As alleged in the complaint, Endo agreed not to launch an authorized generic as part of the agreement. According to FTC Chairwoman Edith Ramirez, settlements that include a no-authorized-generic commitment "harm consumers twice – first by delaying the entry of generic drugs and then by preventing additional generic competition in the market following generic entry." According to the FTC, the first harm occurs when the generic company takes a payment to delay entry into the market, which has been held anticompetitive in a series of cases known as "pay for delay." This case will focus on the second harm, namely the "no authorized generic" provision.

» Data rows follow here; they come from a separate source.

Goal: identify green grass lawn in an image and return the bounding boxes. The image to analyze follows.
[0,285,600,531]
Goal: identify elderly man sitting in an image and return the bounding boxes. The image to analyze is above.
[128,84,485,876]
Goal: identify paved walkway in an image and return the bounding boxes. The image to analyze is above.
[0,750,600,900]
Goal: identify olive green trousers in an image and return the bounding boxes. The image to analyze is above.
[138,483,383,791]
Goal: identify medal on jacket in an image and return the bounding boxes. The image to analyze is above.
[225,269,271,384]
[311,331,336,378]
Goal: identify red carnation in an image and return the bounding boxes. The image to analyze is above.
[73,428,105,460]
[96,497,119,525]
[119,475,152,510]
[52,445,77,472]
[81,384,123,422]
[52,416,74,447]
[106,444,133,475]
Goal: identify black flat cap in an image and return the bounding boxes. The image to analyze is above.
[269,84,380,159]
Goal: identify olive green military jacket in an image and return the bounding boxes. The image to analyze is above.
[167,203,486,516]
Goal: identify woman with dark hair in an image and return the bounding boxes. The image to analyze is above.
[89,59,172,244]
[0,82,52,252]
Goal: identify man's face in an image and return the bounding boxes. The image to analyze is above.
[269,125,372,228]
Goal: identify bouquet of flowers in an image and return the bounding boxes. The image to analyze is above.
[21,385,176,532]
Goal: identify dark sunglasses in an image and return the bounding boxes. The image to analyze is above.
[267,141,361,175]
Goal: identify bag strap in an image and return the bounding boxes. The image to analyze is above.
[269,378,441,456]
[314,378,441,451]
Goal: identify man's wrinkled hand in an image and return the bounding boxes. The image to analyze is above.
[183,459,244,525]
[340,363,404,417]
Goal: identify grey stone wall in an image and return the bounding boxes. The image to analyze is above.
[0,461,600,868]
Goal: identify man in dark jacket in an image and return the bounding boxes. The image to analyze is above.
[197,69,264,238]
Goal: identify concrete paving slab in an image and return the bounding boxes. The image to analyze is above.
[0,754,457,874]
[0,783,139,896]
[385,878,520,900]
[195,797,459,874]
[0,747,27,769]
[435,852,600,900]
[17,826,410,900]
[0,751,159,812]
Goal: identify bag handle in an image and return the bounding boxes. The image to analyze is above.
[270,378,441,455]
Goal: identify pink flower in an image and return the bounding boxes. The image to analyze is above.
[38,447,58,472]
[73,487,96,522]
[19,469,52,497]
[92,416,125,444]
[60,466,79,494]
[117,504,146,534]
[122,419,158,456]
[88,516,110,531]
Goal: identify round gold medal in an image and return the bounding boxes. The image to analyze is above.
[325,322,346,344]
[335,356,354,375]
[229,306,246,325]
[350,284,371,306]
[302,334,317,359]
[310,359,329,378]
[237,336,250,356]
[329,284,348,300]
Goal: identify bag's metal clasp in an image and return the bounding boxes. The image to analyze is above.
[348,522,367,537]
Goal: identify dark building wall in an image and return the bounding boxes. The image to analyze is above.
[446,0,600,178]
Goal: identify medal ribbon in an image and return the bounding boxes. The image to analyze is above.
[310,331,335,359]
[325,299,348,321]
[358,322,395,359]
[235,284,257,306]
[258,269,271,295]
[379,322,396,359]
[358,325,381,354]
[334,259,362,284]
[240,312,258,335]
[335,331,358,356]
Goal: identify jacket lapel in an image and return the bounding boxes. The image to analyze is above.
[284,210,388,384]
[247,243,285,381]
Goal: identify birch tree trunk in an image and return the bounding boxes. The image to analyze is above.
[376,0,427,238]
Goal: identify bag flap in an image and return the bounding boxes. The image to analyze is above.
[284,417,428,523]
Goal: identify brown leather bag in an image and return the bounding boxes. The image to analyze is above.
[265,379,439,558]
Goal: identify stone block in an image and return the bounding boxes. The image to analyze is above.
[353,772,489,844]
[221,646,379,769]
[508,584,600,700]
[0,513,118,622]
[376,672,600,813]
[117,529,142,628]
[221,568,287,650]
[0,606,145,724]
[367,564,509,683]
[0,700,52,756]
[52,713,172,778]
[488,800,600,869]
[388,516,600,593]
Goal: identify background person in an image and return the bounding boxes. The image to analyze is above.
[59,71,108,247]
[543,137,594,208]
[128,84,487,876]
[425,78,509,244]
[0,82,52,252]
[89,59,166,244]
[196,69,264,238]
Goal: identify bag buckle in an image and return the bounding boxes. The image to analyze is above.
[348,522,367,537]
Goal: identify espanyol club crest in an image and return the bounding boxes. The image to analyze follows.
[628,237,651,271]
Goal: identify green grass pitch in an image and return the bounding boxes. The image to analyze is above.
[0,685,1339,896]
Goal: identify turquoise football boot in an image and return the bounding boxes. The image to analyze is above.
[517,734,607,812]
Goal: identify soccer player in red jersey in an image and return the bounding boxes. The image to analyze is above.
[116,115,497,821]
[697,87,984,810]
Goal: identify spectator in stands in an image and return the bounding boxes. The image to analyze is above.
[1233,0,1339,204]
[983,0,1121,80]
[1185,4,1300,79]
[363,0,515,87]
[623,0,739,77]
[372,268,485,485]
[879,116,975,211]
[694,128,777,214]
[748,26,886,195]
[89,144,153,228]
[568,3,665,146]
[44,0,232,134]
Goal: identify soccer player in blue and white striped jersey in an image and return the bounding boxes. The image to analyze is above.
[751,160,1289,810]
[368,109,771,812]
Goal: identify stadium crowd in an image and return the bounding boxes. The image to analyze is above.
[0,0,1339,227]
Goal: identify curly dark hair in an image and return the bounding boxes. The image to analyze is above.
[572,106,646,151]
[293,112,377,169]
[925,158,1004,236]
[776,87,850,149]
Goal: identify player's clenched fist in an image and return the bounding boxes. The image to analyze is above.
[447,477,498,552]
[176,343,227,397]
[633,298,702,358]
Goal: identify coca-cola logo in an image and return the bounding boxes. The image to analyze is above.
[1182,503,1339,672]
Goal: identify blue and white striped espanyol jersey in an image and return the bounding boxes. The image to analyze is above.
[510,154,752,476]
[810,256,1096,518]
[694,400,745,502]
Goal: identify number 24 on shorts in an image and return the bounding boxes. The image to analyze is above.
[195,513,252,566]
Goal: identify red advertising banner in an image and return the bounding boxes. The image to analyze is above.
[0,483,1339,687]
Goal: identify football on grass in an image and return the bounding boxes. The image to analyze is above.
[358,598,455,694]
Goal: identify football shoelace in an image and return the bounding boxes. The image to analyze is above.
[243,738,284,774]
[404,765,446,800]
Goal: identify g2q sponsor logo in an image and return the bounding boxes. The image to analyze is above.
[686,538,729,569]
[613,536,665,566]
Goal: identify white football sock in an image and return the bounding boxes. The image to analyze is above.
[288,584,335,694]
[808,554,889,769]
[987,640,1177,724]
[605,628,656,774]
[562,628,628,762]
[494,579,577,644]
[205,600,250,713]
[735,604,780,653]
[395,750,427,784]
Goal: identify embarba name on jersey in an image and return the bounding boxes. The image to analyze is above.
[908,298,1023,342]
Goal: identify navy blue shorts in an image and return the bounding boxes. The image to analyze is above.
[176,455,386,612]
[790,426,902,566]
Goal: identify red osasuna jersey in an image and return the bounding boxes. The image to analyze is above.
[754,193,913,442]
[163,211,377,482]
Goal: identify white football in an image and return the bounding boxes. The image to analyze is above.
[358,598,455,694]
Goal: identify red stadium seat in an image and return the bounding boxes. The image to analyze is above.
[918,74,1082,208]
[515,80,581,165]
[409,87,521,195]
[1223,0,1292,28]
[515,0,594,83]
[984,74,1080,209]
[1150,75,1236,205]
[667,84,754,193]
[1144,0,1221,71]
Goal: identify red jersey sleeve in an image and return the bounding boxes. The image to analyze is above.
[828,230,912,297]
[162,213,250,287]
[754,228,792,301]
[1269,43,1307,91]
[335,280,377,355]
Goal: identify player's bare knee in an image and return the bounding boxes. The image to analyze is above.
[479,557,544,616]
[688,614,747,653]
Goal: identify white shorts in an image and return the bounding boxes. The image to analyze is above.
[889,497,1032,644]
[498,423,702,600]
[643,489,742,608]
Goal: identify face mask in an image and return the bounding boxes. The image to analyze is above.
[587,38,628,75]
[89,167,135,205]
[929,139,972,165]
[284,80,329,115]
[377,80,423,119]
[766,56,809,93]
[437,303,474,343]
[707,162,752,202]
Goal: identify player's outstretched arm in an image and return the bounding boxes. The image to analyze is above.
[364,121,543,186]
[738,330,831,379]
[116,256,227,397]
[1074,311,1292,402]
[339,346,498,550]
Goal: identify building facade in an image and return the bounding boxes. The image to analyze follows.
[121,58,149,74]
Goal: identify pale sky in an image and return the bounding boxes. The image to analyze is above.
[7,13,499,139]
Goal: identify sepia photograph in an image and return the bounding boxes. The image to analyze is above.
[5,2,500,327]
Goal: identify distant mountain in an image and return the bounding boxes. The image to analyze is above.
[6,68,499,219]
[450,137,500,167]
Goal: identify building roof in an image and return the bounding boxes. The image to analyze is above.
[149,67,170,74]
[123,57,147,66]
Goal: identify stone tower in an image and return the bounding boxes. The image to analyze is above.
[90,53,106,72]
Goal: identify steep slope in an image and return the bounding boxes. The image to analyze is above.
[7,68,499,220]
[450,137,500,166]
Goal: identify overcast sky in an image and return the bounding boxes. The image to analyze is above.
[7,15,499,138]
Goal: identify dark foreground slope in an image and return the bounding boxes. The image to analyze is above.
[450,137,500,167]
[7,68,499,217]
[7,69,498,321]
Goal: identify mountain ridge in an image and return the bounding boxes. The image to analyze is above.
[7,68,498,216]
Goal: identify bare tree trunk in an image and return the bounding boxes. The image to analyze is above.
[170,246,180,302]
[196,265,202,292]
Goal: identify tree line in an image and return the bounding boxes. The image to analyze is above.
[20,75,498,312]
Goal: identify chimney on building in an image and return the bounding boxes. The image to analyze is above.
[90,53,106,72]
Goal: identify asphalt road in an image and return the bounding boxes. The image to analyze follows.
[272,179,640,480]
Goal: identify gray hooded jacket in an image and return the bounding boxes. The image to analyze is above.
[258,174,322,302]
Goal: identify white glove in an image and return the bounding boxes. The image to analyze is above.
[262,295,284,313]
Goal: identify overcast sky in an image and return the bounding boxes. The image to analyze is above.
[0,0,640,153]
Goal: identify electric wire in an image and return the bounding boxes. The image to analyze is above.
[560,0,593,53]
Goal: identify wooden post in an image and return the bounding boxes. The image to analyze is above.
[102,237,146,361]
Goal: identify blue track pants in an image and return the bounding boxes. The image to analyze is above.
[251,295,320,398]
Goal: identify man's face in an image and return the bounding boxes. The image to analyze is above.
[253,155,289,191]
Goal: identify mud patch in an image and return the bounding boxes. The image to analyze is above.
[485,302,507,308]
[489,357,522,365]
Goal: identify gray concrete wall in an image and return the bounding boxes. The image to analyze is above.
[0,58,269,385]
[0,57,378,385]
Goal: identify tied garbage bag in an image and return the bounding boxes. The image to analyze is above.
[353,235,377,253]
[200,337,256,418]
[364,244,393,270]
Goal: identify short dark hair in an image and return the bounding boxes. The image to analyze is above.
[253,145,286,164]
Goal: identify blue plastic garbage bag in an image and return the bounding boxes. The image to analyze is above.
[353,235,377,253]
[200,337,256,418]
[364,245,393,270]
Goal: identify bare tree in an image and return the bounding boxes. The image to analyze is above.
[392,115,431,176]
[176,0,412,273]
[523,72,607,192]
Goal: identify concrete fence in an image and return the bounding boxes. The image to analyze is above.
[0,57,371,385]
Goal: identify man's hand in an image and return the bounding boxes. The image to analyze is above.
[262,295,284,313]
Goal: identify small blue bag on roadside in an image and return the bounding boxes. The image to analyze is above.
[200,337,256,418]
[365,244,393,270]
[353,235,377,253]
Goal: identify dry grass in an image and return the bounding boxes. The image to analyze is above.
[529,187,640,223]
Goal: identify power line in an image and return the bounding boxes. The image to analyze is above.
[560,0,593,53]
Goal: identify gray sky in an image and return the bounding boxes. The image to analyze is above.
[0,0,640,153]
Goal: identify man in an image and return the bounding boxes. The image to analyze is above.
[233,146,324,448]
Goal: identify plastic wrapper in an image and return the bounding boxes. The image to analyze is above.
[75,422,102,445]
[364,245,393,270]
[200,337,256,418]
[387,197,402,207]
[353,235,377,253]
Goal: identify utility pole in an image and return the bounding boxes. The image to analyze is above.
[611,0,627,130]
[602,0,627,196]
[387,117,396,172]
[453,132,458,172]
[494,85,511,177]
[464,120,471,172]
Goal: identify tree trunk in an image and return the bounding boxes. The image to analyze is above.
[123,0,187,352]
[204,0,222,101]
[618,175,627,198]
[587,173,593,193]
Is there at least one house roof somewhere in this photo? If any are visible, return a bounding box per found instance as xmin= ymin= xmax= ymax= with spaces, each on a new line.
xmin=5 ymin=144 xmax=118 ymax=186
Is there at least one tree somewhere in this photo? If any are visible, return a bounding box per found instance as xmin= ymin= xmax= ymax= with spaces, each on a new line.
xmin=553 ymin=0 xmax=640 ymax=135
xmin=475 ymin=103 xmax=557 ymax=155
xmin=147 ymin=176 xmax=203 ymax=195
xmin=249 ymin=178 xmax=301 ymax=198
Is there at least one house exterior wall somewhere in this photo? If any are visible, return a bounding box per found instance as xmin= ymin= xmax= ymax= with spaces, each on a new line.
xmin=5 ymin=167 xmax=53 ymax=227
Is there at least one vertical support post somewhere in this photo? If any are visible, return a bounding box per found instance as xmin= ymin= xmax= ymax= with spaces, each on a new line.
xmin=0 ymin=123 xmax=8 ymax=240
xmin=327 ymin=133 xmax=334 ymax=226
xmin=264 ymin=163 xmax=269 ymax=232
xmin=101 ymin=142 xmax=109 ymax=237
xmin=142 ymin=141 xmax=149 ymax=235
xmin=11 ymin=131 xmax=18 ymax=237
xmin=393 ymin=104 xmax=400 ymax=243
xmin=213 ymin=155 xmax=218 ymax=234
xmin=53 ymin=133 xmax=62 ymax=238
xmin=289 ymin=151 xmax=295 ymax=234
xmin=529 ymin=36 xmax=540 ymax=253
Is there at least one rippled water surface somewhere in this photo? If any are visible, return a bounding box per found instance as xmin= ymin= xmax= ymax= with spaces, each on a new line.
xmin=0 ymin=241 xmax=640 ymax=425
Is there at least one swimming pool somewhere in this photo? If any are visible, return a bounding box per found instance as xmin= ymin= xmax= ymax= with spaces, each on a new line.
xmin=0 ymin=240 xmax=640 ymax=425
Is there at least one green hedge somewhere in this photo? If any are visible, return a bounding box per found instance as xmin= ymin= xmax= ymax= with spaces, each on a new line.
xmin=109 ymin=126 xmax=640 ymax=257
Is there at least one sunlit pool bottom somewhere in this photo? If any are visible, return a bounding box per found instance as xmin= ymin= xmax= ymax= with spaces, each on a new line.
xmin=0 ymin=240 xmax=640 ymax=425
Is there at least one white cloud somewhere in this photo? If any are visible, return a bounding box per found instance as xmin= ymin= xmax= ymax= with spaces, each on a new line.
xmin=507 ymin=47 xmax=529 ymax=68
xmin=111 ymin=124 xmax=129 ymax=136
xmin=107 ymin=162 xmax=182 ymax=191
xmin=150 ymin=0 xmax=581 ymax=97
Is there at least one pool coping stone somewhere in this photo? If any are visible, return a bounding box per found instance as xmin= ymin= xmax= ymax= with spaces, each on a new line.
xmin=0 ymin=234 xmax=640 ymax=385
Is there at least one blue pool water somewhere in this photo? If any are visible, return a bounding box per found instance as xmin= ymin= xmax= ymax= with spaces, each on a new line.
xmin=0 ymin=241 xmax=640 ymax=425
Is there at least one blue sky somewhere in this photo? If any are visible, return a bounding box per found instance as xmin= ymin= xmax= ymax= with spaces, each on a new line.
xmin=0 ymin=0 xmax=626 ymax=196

A "no authorized generic" provision is valuable to both the branded drug holder, in this case Endo, and the generic company. It is valuable to Endo because there is only one generic competitor on the market. It is valuable to the generic company because there would be no other generic competition, so that the price should be higher for the generic during the statutory-authorized 180 day exclusivity period.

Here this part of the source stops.